The dismissal, which went un-explained by those behind it on Friday, likely has multiple causes. But chief among them seems to be the view that Mills has been less than forthcoming when called to account, giving evidence to multiple inquires over several years that was seen as variously incomplete, contradictory, evasive, dismissive and even deliberately misleading.
Having completed three public hearings and two Estimates hearings, and seeing as the Senate Privileges Committee and the auditor-general have now both tabled DPS-related inquiry reports, the Senate Finance and Public Administration Committee felt today was the “opportune” time to add their own PDF to the pile.
In part, the committee wanted to follow up on the implementation of recommendations it made in 2012, but it also re-hashed the various other controversies that have taken place since then.
Today’s report pulls out highlights from auditor-general Ian McPhee’s review, which in the committee’s interpretation, demonstrated little had changed since 2012. The senators concluded that McPhee had been “generous” in saying the implementation of the 2012 prescriptions was “at the slower end”.
The committee notes the department’s poor reputation made it difficult to recruit senior staff and that general morale is low. It savages Mills over her explanations for the lack of progress:
“DPS has had two-and-a-half years in which to address the recommendations and effect some change. Frankly, the complete lack of progress is unacceptable.”
The committee also went over the commissioning of $30,000 worth of photographic art — including the photo above — for the 25th anniversary of Parliament House from Anne Zahalka, who lived near Mills and knew her personally. Although the former secretary denied she knew her very well, the lack of documentation and fuzzy memories of staff regarding the process made it difficult to investigate the matter:
“In the committee’s opinion, the commissioning of the photographs to mark the 25th Anniversary of Parliament House epitomises the failings that still exist within DPS. Crucially, DPS are unable to produce documents for a three-month period during the commissioning process.”
The interim report then provides a blow-by-blow summary of the scandal surrounding the use of security cameras in the investigation of a DPS employee potentially breaching the code of conduct by providing information to former senator John Faulkner. It was Mills’ attempts to explain and defend her department’s actions in this controversial series of events that perhaps did her career the most damage.
The Privileges Committee found Mills an evasive and unhelpful witness whose testimony was contradicted by her own department, and when she responded to its December 2014 report, she only dug herself deeper. The Clerk of the Senate Rosemary Laing took issue with Mills’ response and wrote to the committee to say so.
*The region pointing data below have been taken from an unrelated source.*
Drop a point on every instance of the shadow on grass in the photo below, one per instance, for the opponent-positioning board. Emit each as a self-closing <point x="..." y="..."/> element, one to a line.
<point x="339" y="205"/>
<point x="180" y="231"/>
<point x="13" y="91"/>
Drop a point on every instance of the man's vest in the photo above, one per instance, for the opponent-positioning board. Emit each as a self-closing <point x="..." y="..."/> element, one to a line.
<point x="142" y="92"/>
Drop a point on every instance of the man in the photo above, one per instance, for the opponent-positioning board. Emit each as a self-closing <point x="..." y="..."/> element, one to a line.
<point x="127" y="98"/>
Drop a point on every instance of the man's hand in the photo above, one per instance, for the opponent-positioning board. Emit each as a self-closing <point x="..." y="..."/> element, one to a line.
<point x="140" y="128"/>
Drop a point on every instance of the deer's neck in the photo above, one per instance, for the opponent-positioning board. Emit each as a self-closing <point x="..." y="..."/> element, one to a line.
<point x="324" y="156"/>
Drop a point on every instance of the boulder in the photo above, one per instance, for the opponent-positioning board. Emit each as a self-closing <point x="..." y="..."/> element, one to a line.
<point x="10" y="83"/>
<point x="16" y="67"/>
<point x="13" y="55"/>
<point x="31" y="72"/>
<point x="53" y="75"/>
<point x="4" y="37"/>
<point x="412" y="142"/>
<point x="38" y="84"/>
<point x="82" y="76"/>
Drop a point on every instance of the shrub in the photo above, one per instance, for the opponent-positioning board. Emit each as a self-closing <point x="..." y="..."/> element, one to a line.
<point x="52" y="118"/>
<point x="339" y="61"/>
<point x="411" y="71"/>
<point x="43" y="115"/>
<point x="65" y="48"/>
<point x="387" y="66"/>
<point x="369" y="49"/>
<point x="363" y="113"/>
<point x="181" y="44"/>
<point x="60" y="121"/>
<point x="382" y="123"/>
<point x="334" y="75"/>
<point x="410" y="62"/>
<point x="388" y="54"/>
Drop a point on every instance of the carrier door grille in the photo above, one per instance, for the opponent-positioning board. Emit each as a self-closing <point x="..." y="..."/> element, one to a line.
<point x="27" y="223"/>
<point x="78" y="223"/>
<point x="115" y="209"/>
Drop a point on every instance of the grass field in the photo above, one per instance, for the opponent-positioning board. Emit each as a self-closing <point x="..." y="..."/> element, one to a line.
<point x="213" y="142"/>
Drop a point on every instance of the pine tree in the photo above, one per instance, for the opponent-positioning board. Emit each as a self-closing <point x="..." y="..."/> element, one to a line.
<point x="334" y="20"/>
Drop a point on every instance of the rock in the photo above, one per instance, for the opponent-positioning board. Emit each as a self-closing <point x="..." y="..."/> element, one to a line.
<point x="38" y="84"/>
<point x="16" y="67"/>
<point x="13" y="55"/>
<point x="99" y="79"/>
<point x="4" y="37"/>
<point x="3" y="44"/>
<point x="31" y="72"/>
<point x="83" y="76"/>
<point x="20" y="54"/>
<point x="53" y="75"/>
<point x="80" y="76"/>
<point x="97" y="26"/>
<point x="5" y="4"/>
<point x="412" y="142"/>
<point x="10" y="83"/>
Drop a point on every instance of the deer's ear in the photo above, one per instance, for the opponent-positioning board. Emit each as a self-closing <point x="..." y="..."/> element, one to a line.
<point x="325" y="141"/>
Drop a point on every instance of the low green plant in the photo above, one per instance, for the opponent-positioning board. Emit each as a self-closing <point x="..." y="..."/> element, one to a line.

The Finance and Public Administration Committee’s latest investigations gave it even less confidence in Mills’ past statements, and it concluded that:
“Overall, the evidence to the committee so far demonstrates that DPS, as currently managed, is deeply dysfunctional.”
The committee also “holds little hope” of DPS being able to address the issues highlighted by McPhee’s audit, given its failure to take the medicine prescribed in 2012, although it prepared today’s report before it found out Mills no longer worked there.
Based on the dire warnings of the politicians and the auditor-general, the task of turning things around will not be an easy one.